RevPAR (revenue per available room) is a key indicator in the hotel industry and an important measure for Pandox. RevPAR is a measure of a hotel’s – or in aggregate form, a market’s – earnings capacity and describes how well it has succeeded in filling its rooms (demand) and at what price (willingness to pay).
RevPAR varies with economic activity and demand from various subsegments of the travel market as well as structural factors such as country, city, location, transportation, product type and supply in the hotel market. In addition there are various strong market trends that support the hotel market, such as people spending more money on experiences and wanting to travel more often.
Daily monitoring and analysis
RevPAR is part of Pandox’s business monitoring process. In the Property Management business segment RevPAR is monitored on an ongoing basis, while in the Operator Activities segment it is monitored daily as part of the work carried out by the hotels and the Pandox Revenue Management Centre in Brussels.

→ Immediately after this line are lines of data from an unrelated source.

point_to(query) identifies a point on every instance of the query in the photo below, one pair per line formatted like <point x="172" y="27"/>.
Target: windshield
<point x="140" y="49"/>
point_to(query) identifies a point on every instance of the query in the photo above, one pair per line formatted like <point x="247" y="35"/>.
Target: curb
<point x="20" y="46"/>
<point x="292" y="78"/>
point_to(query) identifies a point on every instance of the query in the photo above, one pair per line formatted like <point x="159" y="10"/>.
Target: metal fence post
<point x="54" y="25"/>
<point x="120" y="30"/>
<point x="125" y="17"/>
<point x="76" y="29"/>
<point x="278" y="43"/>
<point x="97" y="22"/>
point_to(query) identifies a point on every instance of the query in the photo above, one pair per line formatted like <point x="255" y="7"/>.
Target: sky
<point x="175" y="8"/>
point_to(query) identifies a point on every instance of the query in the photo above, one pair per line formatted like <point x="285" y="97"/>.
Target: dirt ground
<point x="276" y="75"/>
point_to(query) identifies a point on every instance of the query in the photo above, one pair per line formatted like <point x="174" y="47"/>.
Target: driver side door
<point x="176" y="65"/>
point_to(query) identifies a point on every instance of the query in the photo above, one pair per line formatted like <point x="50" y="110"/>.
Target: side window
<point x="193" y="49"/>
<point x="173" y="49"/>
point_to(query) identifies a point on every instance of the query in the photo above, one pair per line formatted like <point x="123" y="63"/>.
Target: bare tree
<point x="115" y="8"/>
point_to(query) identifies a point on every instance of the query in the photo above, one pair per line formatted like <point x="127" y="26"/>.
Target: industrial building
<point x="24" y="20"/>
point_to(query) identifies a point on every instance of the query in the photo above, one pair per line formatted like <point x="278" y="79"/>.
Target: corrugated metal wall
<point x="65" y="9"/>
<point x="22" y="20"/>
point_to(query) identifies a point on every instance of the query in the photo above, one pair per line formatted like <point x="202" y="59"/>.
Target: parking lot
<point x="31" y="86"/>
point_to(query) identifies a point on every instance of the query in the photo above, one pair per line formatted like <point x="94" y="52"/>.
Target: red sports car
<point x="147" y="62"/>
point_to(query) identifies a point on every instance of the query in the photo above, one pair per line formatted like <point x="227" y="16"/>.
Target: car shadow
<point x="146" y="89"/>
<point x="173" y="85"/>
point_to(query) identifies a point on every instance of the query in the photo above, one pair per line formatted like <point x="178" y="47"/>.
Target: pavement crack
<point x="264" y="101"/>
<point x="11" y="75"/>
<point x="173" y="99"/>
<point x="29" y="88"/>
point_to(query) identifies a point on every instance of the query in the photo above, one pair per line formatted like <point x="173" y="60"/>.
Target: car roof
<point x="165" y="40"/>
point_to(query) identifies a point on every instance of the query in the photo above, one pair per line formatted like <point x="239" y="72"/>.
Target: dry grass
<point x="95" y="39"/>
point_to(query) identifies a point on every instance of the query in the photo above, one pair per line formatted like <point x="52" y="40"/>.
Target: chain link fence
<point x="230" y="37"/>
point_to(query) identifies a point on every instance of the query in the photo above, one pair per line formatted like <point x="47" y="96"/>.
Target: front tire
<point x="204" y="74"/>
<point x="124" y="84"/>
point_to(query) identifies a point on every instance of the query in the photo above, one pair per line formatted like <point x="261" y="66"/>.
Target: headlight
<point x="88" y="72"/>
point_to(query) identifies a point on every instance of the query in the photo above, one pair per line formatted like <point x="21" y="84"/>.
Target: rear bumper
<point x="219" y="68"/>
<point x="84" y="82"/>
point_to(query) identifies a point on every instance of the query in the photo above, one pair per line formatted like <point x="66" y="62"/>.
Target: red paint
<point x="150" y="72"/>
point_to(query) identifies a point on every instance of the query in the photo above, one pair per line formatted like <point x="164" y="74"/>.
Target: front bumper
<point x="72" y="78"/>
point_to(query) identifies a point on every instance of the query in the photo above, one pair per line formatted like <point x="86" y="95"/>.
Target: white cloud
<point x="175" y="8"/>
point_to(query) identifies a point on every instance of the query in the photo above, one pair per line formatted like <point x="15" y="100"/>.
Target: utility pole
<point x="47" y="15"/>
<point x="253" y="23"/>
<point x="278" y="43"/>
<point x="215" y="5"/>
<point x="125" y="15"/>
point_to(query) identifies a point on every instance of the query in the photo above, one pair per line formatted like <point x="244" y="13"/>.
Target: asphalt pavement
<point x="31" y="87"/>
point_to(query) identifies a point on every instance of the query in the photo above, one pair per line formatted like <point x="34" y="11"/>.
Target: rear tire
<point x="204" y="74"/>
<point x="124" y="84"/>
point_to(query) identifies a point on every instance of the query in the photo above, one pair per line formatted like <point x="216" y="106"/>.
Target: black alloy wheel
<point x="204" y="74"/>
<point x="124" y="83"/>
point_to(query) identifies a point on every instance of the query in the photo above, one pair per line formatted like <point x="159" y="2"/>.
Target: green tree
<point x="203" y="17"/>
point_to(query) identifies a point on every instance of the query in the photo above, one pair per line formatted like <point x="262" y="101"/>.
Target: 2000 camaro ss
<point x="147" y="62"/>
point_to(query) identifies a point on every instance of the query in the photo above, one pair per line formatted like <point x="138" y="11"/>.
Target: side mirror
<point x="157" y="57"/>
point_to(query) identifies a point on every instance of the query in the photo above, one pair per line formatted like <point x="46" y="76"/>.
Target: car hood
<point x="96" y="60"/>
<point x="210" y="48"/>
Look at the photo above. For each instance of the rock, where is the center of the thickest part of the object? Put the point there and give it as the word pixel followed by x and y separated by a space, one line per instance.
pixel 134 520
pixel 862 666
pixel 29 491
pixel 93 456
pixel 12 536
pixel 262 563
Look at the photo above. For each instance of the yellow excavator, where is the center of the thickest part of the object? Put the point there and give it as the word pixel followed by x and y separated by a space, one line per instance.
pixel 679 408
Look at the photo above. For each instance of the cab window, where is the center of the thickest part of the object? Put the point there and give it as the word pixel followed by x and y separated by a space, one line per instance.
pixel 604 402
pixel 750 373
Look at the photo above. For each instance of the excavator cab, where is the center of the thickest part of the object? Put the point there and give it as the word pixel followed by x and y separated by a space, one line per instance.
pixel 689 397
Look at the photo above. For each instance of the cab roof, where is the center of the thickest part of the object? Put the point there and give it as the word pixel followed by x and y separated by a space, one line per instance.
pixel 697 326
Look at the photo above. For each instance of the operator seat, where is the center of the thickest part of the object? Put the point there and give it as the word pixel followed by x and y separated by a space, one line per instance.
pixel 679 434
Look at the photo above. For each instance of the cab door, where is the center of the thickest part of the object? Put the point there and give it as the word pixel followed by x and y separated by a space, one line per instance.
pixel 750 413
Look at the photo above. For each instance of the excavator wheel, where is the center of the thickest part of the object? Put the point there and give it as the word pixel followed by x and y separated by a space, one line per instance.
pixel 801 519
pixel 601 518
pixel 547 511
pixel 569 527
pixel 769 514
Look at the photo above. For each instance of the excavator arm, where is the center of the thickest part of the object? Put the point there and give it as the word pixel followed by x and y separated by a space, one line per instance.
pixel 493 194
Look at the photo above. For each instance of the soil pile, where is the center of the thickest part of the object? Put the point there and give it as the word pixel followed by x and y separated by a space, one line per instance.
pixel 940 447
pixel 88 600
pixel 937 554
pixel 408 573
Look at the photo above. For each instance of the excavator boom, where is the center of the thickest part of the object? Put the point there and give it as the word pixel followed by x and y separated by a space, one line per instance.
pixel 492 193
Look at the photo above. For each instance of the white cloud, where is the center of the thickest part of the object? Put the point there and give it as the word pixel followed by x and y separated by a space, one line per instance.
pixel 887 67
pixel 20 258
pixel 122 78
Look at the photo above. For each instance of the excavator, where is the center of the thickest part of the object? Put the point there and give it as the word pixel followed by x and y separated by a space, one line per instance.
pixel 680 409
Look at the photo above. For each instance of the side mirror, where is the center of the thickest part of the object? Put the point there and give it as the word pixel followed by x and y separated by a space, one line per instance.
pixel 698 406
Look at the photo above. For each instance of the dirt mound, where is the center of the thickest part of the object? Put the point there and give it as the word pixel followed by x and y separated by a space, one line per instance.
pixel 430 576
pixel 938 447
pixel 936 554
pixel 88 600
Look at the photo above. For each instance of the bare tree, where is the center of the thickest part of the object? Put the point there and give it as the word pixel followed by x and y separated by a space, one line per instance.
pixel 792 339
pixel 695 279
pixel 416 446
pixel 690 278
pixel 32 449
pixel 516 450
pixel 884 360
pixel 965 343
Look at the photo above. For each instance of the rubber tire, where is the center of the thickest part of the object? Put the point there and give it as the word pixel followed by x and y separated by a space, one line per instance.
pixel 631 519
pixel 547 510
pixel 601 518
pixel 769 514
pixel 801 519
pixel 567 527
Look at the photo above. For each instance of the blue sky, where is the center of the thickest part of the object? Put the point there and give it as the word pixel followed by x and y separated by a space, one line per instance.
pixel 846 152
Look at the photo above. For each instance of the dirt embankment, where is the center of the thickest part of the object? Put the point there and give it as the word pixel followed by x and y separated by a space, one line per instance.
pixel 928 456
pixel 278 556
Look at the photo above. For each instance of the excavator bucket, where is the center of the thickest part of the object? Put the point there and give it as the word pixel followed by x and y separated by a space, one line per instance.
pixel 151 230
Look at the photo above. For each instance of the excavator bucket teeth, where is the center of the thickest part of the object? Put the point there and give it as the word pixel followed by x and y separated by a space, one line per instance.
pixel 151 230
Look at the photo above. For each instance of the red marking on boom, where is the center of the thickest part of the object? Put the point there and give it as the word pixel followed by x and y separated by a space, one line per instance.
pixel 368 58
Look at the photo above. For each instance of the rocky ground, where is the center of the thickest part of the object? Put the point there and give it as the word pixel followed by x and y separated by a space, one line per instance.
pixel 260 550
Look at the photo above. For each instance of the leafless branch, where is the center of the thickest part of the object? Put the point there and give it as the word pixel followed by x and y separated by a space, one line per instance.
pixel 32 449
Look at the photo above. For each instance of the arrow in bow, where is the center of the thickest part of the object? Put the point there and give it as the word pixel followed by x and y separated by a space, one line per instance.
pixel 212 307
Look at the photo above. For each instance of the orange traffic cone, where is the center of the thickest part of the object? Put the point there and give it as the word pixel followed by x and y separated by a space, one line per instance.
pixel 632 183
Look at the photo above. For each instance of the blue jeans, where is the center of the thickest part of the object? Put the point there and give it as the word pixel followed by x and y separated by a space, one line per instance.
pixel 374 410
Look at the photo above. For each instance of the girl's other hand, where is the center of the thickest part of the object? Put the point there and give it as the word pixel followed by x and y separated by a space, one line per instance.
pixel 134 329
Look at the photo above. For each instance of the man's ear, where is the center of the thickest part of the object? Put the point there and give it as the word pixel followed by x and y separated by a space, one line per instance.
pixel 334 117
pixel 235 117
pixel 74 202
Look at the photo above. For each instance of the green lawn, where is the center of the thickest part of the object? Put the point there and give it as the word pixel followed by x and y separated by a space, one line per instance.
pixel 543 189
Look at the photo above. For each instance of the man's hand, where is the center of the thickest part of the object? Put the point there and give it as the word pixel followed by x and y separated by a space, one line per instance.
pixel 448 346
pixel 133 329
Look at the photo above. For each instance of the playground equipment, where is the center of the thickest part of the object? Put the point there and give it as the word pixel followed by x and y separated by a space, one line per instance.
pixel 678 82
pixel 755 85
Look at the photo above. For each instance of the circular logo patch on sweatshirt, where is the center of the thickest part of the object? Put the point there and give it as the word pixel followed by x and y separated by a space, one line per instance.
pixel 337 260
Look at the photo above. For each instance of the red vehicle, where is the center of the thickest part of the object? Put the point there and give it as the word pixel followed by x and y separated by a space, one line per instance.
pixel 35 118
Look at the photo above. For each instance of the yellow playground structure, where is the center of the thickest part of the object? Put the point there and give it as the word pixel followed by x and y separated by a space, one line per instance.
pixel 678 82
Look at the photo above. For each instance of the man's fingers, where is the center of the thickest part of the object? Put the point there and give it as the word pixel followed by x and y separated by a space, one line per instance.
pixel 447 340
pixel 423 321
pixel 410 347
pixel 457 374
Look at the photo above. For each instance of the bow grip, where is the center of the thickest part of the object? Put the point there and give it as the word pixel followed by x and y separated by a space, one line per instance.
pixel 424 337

The capacity and performance of the individual operator makes a big difference. Based on systematic business analysis, Pandox discusses various possibilities for supporting the operator in its efforts to develop and refine the hotel products in order to increase profitability for the operator and rental income for Pandox.
Markets vary in nature
Pandox is active in hotel markets that vary in nature and circumstances. This is reflected in RevPAR and thus determines what kind of hotel investments can be profitably made. The higher the RevPAR, the more scope there is for Pandox to make investments that add value. International destinations such as London and Amsterdam have a high proportion of international demand and good demand in all subsegments. Regional cities such as Stockholm, Copenhagen, Manchester, Cologne and Hamburg have a smaller international element, but generally good demand from all subsegments. Domestic cities such as Leeds, Linköping and Kuopio are more dependent on domestic demand and individual subsegments. However, these generally experience stable development over time and are less dependent on major global events.
Overall, Pandox has a clear demand balance in its portfolio with a good spread of risk between different types of markets, countries and destinations.
How RevPAR works
If the average room price is SEK 1,000 and the occupancy rate is 70 percent, then RevPAR is SEK 700 (1,000 x 0.70 = 700). A hotel with 200 rooms thus has annual room revenue of SEK 51,100,000 (700 x 200 x 365). In addition there is generally other revenue such as from food, beverages and conferences, which by definition is not included in the term RevPAR.
If the rent in the above case is paid at 35 percent of room revenue, then the rental income for Pandox is SEK 17,885,000 (51,100,000 x 0.35). In addition, there will normally be other income that in certain cases may be substantial.
This means that Pandox’s actual rent growth may be either higher or lower than RevPAR growth in the market.